State Police said their preliminary investigation indicates the trooper fired his weapon to prevent more serious or even fatal injury to the boy.
The dog was taken from the scene by an unidentified woman and its whereabouts are not known.
UPDATE - PREVIOUS BITE RECORD - DIRT NAP!
An owner of a wounded pit bull who mauled a Hyde Park child defended his pet yesterday as an excitable puppy who didn’t deserve to take a bullet from a cop.
“We’re sorry this happened. He’s just a happy dog. He’s not vicious. He thinks he’s one of the kids,” said Deshawn Johnson, 22.
The pit bull, 10-month-old Kano, turned up alive last night at a Weymouth veterinarian’s office and was quarantined by Boston police. Authorities had been looking for the dog after it attacked 12-year-old Terrell Owens on Saturday.
Johnson, who claimed he had no idea where Kano ran to after the mauling, suspects children playing at a birthday party at his aunt Cochisa “Coco” Toney’s home on Ellis Street may have opened a gate in the back yard and turned Kano loose. Neighbor Owens was seated on the front steps nearby when he was bitten.
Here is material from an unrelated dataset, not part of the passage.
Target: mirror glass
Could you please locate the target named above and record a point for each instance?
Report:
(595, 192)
“It’s unfortunate,” Johnson said. “I just wish he’d had his muzzle on.”
In addition to no “Beware of Dog” sign, as mandated by the city’s pit bull ordinance, a stockade fence behind the triple-decker was missing slats. And it turns out, Kano bit a 6-year-old during another birthday bash last month.
Boston police spokesman Officer Eddy Chrispin said the “same dog” attacked on April 7 during a party attended by 10 to 15 kids. Investigators filed a child abuse report.
Johnson said the victim was his nephew, who was bitten on the inner thigh when the child scratched Kano’s face.
Owens, whose injured forearms remained bandaged yesterday, said he and his mother Jacqueline Daughtry yesterday brought flowers to the state trooper who saved him and the officer’s wife.
“My mom felt like she owed him,” the Gavin Middle School sixth-grader said with a shy smile.
Owens said he didn’t see Kano charging him until he was inches away, and when he tried to jump a fence to get away, the dog latched onto his foot.
“I punched him. That’s when he started going after my arms,” Owens said. “I didn’t think it was going to stop, but then the state trooper saved me. He tried to (pull) the dog off me, but couldn’t.”
State police spokesman David Procopio said if not for the off-duty trooper sitting out on his front porch, Owens could easily have been killed.
Procopio declined to identify the trooper while the investigation into the discharge of his personal handgun continues, but said the veteran cop “saved that child from disfigurement or maybe even death. He fired his gun as a last resort. He fired only once. We don’t like having to shoot somebody’s pet. The trooper did what he had to do.”
pit nutter DESHAWN JOHNSON said the ugly pit was simply an excitable puppy who didn't deserve to be shot by a cop. his mommy, COCHISA TONEY (pictured at the top) said the puppy is just hyperactive and refuses to give it a dirt nap despite the fact the frankenmauler has now bitten two people and is only 10 months old.